On Grief i Never Fully Knew.
I have never truly experienced grief, not the kind that sits in your bones and rearranges your faith. Not the kind that hollows out your chest and changes the way sunlight feels. My family is alive. My parents were present for most of my life. My siblings are still breathing, still reachable by phone or a corridor away from me. And that, in a world like this, feels like a rare privilege.
But I think the earliest encounter I had with what I thought was grief was when my maternal step-grandmother, Hajiya Fati, passed away. I must have been three or four, too young to understand the weight of what was happening. I remember watching everyone cry. The air was heavy, the house filled with murmurs and sobs. I didn’t know what was going on, only that sadness had taken over the room. And so, I tried to fit in. I forced myself to cry, but the tears wouldn’t come. So, innocently, I used my saliva to mimic the tears. Whenever I recall that moment, I can’t help but laugh. It was a child’s way of trying to belong to something she didn’t yet comprehend.
I never met my maternal grandfather either. I have no personal memories of him, yet somehow, through stories passed down, I still grieve. A quiet, nameless grief. One my soul has made room for, even without direct experience. It’s fascinating how the mind finds ways to mourn what the heart never touched.
But the first time I cried, like really cried for someone’s death, was Yusif. Then Aliyu. Two boys, two years apart. Two people who were once loud and living, now only accessible through memory.
It’s strange how death doesn’t always come with screaming or sobbing. Sometimes it just lingers quietly in your chest, like a cough you haven’t yet learned how to let out. Sometimes it looks like scrolling through old WhatsApp messages or standing too long over a voice note you forgot to delete. Sometimes it’s simply the way you pause when someone says their name, or how your memory edits itself to make room for a version of them that will never grow older.

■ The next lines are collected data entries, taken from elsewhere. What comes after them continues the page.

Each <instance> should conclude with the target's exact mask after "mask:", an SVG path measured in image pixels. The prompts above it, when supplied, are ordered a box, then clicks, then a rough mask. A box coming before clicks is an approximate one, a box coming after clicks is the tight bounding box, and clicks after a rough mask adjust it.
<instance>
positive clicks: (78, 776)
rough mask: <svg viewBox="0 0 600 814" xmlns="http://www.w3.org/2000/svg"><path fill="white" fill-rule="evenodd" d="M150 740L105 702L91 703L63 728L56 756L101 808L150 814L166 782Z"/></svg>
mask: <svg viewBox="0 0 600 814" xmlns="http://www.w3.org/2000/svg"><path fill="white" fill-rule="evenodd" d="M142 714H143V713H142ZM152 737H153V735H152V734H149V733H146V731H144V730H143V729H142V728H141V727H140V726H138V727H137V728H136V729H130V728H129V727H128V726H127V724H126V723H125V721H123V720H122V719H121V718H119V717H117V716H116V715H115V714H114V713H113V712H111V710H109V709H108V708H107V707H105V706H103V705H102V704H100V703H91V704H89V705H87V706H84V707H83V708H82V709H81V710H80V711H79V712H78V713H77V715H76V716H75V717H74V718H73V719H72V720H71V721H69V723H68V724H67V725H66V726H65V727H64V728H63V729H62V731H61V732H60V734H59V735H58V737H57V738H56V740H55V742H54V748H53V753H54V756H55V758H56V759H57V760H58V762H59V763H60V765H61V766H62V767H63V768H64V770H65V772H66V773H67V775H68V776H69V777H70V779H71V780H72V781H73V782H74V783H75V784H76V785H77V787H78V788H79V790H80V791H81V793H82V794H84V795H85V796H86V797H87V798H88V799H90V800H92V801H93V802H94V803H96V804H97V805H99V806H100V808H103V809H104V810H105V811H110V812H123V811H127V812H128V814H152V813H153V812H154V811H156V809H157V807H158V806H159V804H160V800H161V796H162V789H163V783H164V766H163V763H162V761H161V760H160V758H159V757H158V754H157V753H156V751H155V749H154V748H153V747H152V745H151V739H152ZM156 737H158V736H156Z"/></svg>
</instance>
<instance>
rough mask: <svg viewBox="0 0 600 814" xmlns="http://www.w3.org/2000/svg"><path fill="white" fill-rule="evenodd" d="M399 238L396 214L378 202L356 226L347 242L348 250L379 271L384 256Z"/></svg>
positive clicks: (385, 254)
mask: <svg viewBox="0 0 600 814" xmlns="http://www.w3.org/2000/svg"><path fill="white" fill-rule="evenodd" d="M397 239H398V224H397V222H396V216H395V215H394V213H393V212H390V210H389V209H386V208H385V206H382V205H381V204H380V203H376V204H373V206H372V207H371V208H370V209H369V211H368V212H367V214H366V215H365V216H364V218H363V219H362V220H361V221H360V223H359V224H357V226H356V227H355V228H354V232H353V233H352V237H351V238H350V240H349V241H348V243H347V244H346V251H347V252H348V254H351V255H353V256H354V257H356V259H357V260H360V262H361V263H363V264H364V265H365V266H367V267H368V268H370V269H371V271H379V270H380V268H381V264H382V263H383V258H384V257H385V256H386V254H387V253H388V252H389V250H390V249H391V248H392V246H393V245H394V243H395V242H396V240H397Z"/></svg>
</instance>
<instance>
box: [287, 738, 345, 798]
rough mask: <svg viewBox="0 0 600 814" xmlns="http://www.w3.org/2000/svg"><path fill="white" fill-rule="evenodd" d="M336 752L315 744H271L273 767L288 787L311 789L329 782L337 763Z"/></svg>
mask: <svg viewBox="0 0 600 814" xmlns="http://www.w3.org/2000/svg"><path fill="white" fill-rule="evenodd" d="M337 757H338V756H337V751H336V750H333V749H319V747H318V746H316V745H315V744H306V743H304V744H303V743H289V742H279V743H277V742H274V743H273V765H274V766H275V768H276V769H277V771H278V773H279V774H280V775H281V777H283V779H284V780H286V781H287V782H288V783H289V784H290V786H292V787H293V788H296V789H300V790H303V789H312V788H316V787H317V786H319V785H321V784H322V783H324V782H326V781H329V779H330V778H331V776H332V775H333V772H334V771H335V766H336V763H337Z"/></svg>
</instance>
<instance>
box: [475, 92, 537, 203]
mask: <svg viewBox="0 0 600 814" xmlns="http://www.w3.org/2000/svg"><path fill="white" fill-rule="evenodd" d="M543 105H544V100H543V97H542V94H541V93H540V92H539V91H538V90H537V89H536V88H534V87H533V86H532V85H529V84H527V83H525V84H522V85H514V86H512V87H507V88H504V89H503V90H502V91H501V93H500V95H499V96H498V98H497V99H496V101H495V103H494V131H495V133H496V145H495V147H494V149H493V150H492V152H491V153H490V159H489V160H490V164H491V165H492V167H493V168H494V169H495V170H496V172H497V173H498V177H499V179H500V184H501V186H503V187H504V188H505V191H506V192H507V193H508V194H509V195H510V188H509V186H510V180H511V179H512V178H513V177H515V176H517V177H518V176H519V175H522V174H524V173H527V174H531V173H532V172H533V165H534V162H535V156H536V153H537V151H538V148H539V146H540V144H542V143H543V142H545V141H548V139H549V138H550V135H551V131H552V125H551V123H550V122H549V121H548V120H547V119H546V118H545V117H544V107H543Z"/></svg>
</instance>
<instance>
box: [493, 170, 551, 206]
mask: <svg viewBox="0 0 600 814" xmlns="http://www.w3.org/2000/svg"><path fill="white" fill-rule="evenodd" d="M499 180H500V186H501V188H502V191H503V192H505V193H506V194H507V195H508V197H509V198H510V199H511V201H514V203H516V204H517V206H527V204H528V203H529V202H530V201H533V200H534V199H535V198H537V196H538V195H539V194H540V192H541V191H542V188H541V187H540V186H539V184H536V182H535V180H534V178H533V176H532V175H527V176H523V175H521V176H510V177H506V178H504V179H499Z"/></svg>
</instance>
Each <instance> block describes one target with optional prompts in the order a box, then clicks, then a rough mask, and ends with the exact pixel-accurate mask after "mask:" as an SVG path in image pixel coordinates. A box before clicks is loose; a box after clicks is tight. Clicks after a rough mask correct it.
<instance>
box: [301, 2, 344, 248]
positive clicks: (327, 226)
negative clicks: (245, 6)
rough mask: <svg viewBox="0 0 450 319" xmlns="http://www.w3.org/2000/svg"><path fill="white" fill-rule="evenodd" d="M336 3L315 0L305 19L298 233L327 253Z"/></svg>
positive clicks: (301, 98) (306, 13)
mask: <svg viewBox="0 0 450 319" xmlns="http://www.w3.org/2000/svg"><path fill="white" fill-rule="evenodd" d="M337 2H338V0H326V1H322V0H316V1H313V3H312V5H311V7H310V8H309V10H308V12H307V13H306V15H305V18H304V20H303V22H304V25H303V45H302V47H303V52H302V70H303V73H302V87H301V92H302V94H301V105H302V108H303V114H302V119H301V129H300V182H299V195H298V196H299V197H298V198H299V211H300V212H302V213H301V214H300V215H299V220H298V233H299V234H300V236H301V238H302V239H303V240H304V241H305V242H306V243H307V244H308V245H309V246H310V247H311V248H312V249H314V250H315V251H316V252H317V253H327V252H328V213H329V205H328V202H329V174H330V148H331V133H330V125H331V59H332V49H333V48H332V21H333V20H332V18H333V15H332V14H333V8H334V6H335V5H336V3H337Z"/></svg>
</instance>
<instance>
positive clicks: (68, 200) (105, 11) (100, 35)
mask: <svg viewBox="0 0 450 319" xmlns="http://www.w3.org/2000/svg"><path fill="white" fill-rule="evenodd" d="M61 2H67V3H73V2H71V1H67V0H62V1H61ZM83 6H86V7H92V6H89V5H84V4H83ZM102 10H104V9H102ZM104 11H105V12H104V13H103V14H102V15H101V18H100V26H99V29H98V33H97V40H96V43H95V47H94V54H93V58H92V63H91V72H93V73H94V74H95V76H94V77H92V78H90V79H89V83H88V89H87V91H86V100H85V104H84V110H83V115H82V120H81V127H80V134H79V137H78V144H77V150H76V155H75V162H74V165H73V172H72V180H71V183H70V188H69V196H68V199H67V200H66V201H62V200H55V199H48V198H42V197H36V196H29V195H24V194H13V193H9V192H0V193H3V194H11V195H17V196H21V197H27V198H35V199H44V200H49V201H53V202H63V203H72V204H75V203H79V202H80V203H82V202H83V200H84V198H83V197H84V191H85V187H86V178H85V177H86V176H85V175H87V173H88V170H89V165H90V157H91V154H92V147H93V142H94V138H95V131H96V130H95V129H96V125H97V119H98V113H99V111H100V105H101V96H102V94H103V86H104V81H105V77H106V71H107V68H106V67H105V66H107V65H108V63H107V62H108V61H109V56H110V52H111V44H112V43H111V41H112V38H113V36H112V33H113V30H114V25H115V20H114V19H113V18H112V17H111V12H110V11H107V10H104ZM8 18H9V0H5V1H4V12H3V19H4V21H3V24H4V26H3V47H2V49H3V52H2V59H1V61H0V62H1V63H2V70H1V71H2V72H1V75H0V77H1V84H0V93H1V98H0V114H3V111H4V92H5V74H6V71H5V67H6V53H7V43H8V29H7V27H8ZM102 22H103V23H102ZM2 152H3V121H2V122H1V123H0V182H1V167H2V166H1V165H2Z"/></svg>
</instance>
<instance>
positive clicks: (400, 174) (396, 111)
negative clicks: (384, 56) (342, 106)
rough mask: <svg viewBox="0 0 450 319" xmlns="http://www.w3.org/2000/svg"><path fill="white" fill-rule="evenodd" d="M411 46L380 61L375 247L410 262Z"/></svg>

Aliyu had a smile that made everyone forget their own problems. Yusif was stubborn in the way only kind-hearted boys can be gentle underneath all the noise. Both of them reminded me that youth is not a shield. That being good, or young, or beloved, does not guarantee a long life.
Allah yafu Yusuf Taha, Aliyu Abubakar, Hajiya Fati, Jaafaru Mairiga, Muhammad Attahiru, Ruqaiya Attahiru, Khalifa Jaafaru. Ameen.
Maybe grief isn’t always loud. Maybe it’s the quiet realization that you’ll never laugh with them again. That you’ll never get a text from them again or see them at a gathering, or in Amigo’s slush cue now 4u, or randomly run into them after Eid prayers at An-noor mosque. Maybe grief is the weight of knowing they were just here, and now they’re not.
And maybe that’s what makes grief so unfair. It’s not just about who we lose, but when. And how. And what we never got the chance to say before the curtain closed.
I still don’t know if I’ve truly grieved. But I carry them with me. In memory. In moments. In quiet.
And maybe, for now, that’s enough.

I think I would never fully comprehend grief. How things go from being full of life to empty . Never lost a someone close before, but for others I just casually remember I would never run into this person.